Tom Banks
- Full name: Thomas Banks
- Born: 17 August 1858 Salford, England
- Died: 8 September 1915 (aged 57) Salford, England

Rugby union career
- Position(s): Half-back, Three-quarter, Forward

Senior career
- Years: Team / Apps / (Points)
- -1892: Swinton
- Lancashire

International career
- Years: Team / Apps / (Points)
- 1888: British Isles / 8

= Tom Banks (rugby union, born 1858) =

British Lions & England international rugby footballer (1858–1915)

Thomas Banks (17 August 1858 – 8 September 1915) was an English rugby footballer who played in the 1880s and 1890s.
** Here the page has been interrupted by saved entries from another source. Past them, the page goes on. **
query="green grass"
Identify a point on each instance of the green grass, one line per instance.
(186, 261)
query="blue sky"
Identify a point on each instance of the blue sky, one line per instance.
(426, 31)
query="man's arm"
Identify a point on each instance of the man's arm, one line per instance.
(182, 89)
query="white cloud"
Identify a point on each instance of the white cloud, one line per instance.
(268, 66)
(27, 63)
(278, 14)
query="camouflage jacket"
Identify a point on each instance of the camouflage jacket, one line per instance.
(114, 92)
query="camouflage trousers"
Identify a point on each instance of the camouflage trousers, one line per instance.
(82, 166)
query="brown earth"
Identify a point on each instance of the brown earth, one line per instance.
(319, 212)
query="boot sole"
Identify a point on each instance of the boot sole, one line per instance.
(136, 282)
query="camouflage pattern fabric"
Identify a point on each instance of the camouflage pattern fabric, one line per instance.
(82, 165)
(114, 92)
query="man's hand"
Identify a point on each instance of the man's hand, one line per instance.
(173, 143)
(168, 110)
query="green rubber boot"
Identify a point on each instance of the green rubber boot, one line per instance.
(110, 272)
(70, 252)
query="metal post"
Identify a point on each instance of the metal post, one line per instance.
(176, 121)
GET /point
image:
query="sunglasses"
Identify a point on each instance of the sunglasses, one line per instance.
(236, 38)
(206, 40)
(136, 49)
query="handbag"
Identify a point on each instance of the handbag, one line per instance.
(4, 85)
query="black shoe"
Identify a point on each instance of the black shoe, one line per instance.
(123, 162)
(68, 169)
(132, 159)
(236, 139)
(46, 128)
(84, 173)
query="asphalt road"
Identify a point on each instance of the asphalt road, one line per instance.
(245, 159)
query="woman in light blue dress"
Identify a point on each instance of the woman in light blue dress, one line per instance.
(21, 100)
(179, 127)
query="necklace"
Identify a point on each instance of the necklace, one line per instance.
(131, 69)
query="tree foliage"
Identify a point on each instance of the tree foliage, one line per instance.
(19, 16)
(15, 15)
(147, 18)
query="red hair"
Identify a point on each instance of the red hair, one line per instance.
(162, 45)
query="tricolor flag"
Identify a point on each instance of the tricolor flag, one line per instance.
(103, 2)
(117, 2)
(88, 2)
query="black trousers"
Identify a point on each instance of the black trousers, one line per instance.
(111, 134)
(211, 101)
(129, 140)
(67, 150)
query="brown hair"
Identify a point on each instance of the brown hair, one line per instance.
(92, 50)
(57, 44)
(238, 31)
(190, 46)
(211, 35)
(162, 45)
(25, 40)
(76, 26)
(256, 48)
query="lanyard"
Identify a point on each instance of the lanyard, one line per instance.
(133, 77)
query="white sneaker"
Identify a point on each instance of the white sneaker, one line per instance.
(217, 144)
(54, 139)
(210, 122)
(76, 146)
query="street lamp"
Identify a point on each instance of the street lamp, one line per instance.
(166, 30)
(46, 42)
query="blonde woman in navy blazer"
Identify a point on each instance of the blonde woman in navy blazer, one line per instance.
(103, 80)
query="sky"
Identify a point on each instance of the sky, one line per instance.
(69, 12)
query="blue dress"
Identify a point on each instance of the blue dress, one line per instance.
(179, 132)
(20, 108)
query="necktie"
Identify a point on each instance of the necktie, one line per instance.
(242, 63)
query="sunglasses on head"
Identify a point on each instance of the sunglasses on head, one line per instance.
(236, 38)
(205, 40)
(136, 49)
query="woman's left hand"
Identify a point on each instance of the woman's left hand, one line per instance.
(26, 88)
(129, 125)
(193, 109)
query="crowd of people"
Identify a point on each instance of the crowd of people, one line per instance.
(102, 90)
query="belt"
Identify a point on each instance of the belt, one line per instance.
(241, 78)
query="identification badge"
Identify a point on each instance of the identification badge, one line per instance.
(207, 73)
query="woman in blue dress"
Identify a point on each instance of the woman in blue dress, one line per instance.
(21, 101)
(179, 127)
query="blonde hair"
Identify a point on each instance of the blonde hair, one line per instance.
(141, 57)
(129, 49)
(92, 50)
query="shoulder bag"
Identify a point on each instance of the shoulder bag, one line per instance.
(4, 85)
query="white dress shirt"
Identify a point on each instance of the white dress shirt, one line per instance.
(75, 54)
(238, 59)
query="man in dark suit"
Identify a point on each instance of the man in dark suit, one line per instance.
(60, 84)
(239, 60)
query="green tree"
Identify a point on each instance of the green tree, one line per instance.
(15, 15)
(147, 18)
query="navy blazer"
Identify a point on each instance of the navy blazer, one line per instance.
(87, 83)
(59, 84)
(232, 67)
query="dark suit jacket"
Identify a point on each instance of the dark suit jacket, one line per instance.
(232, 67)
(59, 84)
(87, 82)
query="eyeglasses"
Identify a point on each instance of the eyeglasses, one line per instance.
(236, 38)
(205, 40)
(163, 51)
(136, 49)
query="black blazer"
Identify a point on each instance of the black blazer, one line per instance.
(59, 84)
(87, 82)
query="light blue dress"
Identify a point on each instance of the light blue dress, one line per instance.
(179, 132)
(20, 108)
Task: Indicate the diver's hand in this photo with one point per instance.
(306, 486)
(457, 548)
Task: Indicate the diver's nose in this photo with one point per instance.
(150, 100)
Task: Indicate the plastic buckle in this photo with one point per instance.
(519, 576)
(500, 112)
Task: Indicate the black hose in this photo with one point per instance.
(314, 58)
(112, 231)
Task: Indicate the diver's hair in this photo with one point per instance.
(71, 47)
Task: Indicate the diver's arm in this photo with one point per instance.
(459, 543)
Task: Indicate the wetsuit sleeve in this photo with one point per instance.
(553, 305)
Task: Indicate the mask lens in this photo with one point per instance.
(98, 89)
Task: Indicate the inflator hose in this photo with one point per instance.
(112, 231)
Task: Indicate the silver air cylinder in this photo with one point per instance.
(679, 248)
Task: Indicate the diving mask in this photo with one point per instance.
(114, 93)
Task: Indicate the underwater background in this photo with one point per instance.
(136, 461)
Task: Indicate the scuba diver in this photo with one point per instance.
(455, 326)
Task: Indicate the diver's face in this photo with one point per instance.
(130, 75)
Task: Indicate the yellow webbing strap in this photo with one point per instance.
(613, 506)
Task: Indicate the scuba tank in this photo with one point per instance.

He played at representative level for British Isles, and Lancashire, and at club level for Swinton, as a half-back, three-quarters, or forward.

==Background==
Banks was born in the County Borough of Salford, Lancashire, England on 17 August 1858. He studied at the University of Edinburgh Medical School; while there, he won the long-distance swimming championship. Banks died in Salford on 8 September 1915, at the age of 57.

==Playing career==
Banks won cap(s) for British Isles while at Swinton on the 1888 British Lions tour to New Zealand and Australia, against Otago on Saturday 28 April 1888, against Otago (1-try) on Wednesday 2 May 1888, against Canterbury on Wednesday 9 May 1888, against Wellington on Saturday 12 May 1888, against Queensland on Saturday 25 August 1888, against Newcastle (1-try) on Wednesday 29 August 1888, against Auckland on 8 September 1888, and against Auckland on Wednesday 12 September 1888.